The Country Alliance structure is composed of three types of organizations. These are backed by the statutory rules of the party, and correspond very diffusely to the functions of the political power of citizens. These three types of organisms are:

- Organisms of political leadership: are responsible for the organizational work, recruitment, promotion and construction of the party. They are the "executive" branch of the party.
  - The territorial nucleus, composed of a number between 7 and 15 members. It is the minimum unit of the party in a neighborhood, urbanization, sector or place.
  - The sectorial nucleus, composed of at least 7 members belonging to the same sector of society (sexual, labor, professional, generational ...).
  - The zonal council, composed of at least three territorial and / or sectorial nuclei.
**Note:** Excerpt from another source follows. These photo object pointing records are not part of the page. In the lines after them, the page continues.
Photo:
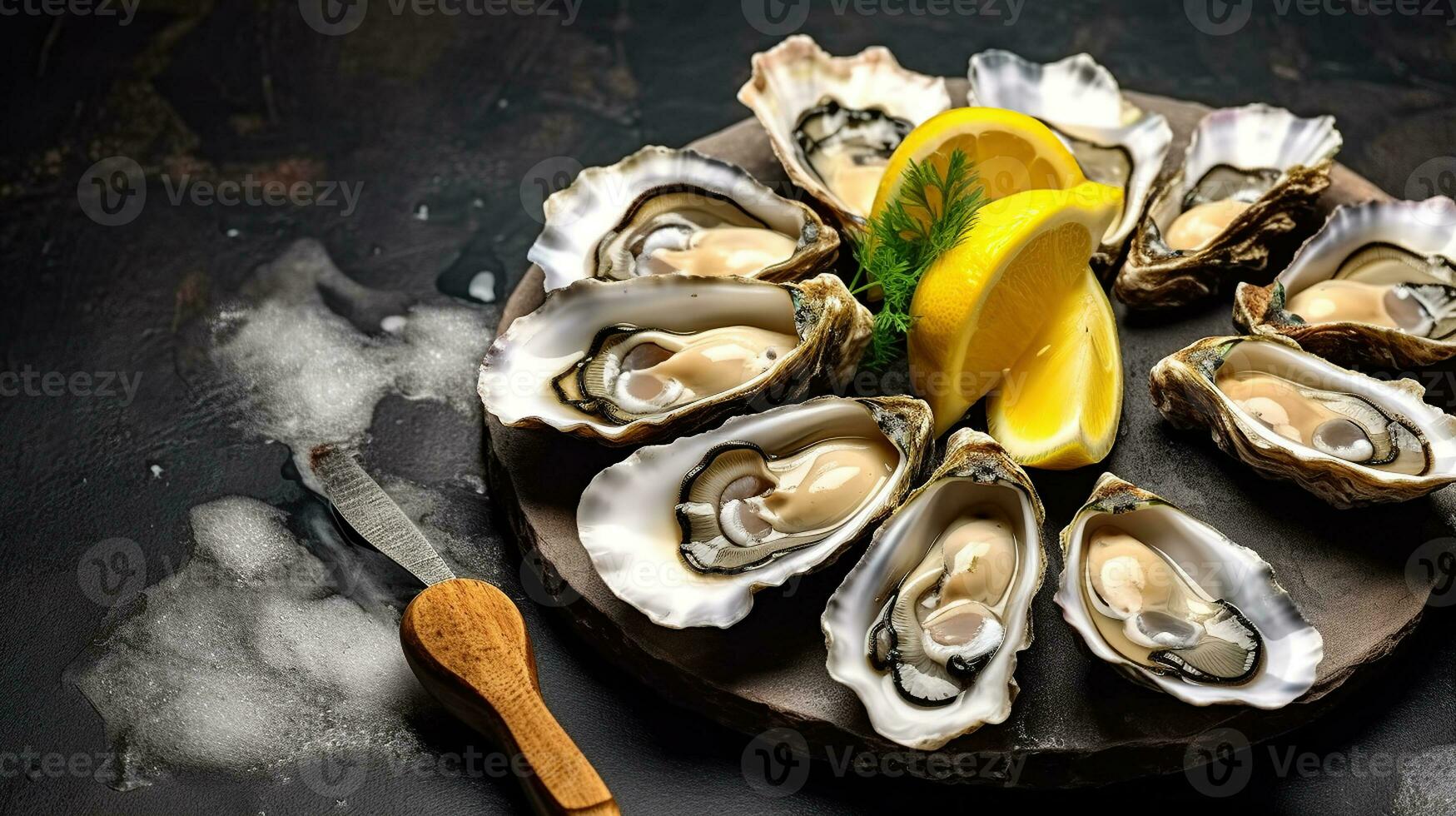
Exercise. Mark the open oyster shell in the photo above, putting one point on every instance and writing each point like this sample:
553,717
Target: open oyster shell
655,357
1248,178
833,122
664,210
1177,606
968,541
644,520
1374,286
1360,440
1114,140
It is the intermediary body between the territorial / sectoral nucleus and the municipal coordination team.
  - A municipal coordination team for each municipality in the country; composed of between 7 and 25 members, who are the general coordinators and / or organizational secretaries of the zonal councils of said municipality.
  - A provincial council for each province of the country and for the National District; integrated by the general coordinators and / or organizational secretaries of the municipal teams of said province (in the case of the National District, by). There is also a council for Dominican communities abroad.
  - The national leadership, formed by the President, the Executive Secretary and the general coordinators of provincial and Distrito Nacional councils, in addition to the coordinators of their national commissions. It is the highest instance of the party at the national level when the National Assembly is not in session. In turn, each member of the national leadership is part of one of the following commissions:
    - The national political commission, made up of the President, the Executive Secretary, and at least 7 members elected by the national leadership. This executive and permanent commission is in charge of representing and directing the party at the national level.
    - The national work commissions, made up of a general coordinator and 15 of the members of the national leadership who do not belong to the political commission. These commissions are in charge of executing the party's internal policy regarding its organization, finances, communication, training and electoral matters.
- Deliberative bodies: they are responsible for decision-making and the construction of party policies. They are the "legislative" branch of the party.
  - The National Assembly, made up of members of the national leadership, and up to 10 representatives from each provincial council, the National District and Dominicans abroad. It meets every 4 years to choose the Party President, as well as to approve the internal rules and statutes of the party. It is the highest body of the party. It requires a minimum quorum of 33% of its members.
  - The Municipal Assemblies, made up of members of the municipal team, and up to 5 members from each territorial / sector nucleus. They meet every year to choose the coordinator of the municipal team, as well as to outline the guidelines of the municipality's work plan.
- Election bodies: they are responsible for choosing the party's candidates for the national elections. They are the "electoral" branch of the party.
  - The National Convention elects the party's presidential candidate.
  - The Provincial and Distrito Nacional Conventions are in charge of choosing the party candidates for senators and deputies for their respective provinces.
  - The Municipal Conventions are in charge of electing the party candidates for mayors and councilors for their respective municipalities, and for municipal directors and members for their respective municipal districts.